[Ben Krasnow] Looks Inside Film Camera Date Stamping

Honestly, we never wondered how those old film cameras used to put the date stamp in the lower right-hand corner of the frame. Luckily, [Ben Krasnow] does not suffer from this deplorable lack of curiosity, and his video teardown of a date-stamping film camera back (embedded below) not only answers the question, but provides a useful lesson in value engineering.

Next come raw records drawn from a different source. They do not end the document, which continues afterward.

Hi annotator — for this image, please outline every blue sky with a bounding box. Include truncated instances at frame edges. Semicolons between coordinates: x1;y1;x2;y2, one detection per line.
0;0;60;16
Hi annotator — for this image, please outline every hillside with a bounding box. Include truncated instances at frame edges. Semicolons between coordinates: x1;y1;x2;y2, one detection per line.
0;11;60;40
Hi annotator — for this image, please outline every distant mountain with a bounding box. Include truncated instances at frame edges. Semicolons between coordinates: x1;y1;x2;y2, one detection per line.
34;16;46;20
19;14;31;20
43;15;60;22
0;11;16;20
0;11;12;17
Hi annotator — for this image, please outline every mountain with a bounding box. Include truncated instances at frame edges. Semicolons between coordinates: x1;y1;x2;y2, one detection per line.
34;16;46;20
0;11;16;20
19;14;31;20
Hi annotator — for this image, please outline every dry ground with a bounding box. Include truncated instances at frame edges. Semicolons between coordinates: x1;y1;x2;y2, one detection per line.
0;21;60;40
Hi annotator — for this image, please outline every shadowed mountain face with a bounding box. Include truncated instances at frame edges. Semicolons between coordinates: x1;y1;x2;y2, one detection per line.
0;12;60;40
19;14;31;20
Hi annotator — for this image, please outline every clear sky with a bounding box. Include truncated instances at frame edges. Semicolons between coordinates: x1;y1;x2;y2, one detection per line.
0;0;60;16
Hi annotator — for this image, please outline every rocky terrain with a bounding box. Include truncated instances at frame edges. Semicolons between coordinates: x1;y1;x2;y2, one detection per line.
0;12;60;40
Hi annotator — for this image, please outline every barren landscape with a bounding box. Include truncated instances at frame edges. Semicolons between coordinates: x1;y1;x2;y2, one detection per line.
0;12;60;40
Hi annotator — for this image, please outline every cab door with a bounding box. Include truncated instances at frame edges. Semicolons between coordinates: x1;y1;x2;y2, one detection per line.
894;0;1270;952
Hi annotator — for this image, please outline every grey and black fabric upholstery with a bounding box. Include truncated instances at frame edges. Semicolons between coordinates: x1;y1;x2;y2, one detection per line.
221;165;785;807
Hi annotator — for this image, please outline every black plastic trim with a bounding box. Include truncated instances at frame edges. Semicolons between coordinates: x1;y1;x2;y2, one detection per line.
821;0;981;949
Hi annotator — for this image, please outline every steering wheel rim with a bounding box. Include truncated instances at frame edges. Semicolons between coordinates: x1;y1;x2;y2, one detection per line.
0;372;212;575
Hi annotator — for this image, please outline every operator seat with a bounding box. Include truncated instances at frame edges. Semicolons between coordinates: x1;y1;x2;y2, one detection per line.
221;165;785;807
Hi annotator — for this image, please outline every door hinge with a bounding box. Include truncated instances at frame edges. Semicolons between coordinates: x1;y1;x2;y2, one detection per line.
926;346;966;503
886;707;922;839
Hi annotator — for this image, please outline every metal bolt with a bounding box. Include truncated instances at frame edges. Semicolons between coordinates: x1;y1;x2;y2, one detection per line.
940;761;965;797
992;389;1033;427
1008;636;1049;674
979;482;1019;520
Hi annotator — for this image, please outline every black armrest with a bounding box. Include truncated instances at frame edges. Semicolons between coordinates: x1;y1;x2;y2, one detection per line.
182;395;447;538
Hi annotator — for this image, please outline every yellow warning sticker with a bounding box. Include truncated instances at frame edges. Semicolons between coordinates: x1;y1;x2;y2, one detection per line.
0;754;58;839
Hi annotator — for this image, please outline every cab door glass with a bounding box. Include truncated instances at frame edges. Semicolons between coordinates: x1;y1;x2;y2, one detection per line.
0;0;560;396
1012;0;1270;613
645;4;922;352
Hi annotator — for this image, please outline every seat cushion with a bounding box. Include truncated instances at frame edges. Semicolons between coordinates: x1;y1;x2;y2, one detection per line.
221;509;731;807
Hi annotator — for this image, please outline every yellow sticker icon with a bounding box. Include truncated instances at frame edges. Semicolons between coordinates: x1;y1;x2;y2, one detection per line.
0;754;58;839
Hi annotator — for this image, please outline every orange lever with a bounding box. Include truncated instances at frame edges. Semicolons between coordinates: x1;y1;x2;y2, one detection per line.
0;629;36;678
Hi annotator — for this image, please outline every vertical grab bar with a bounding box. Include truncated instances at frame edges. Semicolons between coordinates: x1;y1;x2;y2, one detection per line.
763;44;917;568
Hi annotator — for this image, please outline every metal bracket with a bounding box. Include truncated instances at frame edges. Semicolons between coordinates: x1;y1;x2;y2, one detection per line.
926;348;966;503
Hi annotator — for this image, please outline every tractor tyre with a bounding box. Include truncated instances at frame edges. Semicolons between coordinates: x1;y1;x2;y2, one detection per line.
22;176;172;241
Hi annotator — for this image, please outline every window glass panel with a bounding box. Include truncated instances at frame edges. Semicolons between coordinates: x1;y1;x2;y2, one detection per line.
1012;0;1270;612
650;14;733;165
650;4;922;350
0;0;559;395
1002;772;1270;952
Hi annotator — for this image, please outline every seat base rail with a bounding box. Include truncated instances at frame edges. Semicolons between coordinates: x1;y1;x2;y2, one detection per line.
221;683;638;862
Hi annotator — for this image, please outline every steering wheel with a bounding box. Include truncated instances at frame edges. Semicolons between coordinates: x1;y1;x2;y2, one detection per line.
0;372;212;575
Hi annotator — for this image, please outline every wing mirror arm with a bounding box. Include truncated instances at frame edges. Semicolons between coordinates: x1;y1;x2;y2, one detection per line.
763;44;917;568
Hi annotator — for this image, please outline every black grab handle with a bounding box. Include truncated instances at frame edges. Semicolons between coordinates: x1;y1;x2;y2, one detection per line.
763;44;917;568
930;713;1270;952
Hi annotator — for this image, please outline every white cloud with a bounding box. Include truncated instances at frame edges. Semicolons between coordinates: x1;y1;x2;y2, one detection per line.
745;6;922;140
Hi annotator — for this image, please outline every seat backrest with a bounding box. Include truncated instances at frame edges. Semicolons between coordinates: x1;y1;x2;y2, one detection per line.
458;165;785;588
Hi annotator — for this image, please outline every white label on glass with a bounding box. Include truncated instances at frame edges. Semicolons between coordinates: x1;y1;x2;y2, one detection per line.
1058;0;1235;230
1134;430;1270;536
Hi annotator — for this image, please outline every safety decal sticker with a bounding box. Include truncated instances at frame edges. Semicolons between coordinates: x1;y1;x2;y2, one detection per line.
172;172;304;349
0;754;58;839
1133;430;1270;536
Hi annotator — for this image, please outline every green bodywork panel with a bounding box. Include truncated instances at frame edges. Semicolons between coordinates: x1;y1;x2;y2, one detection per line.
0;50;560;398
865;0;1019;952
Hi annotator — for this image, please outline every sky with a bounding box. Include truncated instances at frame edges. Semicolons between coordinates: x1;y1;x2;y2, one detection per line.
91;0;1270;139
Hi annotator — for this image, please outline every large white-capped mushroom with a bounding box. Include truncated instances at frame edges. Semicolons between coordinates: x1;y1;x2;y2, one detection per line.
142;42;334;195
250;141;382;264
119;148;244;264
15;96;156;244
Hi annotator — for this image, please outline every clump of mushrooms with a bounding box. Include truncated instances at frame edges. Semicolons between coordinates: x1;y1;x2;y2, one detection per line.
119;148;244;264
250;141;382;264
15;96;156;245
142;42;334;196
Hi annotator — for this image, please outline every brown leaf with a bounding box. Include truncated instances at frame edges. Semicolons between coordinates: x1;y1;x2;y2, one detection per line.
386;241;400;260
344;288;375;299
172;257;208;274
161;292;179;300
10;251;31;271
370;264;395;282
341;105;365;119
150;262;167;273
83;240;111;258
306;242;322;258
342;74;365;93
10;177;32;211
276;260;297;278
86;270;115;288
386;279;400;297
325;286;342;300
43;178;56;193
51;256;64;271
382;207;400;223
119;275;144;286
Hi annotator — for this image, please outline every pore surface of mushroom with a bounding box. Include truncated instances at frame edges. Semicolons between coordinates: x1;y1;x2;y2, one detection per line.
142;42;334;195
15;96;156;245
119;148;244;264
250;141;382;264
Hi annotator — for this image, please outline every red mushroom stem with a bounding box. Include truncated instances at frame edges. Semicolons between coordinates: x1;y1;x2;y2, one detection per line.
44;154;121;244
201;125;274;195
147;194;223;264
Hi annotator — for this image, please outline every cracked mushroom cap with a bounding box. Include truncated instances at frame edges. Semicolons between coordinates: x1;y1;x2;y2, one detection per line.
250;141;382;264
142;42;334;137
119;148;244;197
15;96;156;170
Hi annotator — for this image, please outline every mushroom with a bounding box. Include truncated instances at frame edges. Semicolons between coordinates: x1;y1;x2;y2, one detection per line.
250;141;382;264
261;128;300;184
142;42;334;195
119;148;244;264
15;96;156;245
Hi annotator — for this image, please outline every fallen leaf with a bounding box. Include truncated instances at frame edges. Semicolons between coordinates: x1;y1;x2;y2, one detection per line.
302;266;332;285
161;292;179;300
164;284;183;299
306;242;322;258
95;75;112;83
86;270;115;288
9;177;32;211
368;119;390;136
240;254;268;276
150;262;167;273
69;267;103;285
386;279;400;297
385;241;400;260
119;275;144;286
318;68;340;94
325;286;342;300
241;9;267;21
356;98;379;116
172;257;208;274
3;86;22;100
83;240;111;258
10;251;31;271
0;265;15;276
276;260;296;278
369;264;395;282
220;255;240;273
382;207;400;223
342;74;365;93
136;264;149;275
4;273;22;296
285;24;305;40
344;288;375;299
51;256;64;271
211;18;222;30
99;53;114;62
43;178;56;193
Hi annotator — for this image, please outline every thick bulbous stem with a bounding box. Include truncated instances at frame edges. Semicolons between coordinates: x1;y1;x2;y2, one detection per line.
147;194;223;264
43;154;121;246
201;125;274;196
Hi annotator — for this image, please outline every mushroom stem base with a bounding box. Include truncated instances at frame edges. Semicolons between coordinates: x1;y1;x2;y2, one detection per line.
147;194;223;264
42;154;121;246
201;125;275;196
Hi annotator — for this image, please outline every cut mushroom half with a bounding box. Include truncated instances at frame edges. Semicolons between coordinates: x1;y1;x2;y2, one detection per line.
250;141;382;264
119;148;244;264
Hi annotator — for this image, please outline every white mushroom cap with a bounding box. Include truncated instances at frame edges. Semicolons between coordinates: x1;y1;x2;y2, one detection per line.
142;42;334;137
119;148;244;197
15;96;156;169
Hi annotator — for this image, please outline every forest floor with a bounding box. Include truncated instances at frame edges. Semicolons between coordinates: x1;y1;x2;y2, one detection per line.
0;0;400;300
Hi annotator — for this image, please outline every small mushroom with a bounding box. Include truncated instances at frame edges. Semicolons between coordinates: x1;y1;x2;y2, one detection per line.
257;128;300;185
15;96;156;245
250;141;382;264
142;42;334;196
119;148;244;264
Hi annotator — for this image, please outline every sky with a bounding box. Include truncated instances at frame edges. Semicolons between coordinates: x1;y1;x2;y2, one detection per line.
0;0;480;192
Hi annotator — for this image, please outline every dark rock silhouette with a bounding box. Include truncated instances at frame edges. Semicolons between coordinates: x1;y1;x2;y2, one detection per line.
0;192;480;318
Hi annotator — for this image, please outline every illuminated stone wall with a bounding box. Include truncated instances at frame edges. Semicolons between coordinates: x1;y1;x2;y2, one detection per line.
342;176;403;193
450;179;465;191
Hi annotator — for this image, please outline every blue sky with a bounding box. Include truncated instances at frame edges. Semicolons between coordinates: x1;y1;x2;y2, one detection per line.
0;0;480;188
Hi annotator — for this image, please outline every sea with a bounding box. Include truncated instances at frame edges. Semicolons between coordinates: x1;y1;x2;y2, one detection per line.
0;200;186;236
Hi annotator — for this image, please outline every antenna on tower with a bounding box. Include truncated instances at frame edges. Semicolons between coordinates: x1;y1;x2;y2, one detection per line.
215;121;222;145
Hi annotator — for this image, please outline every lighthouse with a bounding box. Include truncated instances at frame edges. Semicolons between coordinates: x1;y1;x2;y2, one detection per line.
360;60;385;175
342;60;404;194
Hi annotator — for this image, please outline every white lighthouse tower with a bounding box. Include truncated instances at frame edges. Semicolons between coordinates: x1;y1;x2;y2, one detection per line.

For the likely fair fraction of the audience who has never taken a photo on film before, cheap 35-mm cameras were once a big thing. They were really all one had for family snapshots and the like unless you wanted to invest in single-lens reflex cameras and all the lenses and accessories. They were miles better than earlier cartridge cameras like the 110 or – shudder – Disc film, and the cameras started getting some neat electronic features too. One was the little red-orange date stamp, which from the color we – and [Ben] assumed was some sort of LED pressed up against the film, but it ends up being much cooler than that.

Digging into the back of an old camera, [Ben] found that there’s actually a tiny projector that uses a mirror to fold the optical path between the film and a grain-of-wheat incandescent bulb. An LCD filter sits in the optical path, but because it’s not exactly on the plane of the film, it actually has to project the image onto the film. The incandescent bulb acts as a point source and the mirror makes the optical path long enough that the date stamp image appears sharp on the film. It’s cheap, readily adapted to other cameras, and reliable.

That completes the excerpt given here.